Similarly, she relied on the fact of the departure from the standard form in deciding that the right to call on the bond was not conditional upon a prior engineer’s determination:

“On the facts here the parties expressly rejected the standard FIDIC Yellow Book form of wording which expressly restricted the employer’s right to calling on the Bond only when the Engineer had made a determination. That is relevant factual matrix.”

Conclusion

The Court of Appeal’s approach in Narandas is a particularly welcome one. By expressly approving the summary in Mopani Copper Mines (which has been treated by practitioners as the best distillation of the relevant principles), the court has avoided the uncertainty and opportunity for debate that can arise where principles are refined, recast or even simply rephrased. At the same time, now that the Mopani Copper Mines’ summary has the weight of Court of Appeal authority, the opportunities for parties to raise unmeritorious arguments as to the complete prohibition on considering deletions before any tribunal, and before adjudicators in particular, should be limited.

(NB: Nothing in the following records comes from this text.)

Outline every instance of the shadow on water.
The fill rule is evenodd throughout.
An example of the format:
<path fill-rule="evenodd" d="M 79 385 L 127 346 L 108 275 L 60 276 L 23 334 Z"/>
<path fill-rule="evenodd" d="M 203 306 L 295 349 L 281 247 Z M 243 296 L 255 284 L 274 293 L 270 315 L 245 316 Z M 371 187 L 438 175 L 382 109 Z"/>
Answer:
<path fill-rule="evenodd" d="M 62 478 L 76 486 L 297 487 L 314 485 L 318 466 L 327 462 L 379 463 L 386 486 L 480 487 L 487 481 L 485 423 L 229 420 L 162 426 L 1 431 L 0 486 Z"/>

The decision in Beckton serves as a useful reminder of how powerful submissions based on the significance of deletions can be. The authorities are unanimous in recognising that deletions or amendments can be a most unreliable aide to construction. A provision may have been deleted because it was considered unnecessary, internally inconsistent, or even by mistake. Agreeing to delete something does not mean that the parties have positively agreed the converse.

However, in practice, whether a contractual provision has been struck through on its face, altered by a schedule of amendments, or simply constitutes a departure from the standard form wording on which it is based, suggestions as to what the parties have not agreed can have a powerful effect on informing the decision-maker’s view as to the meaning of that which remains and thus on the issue of contractual interpretation that falls to be decided.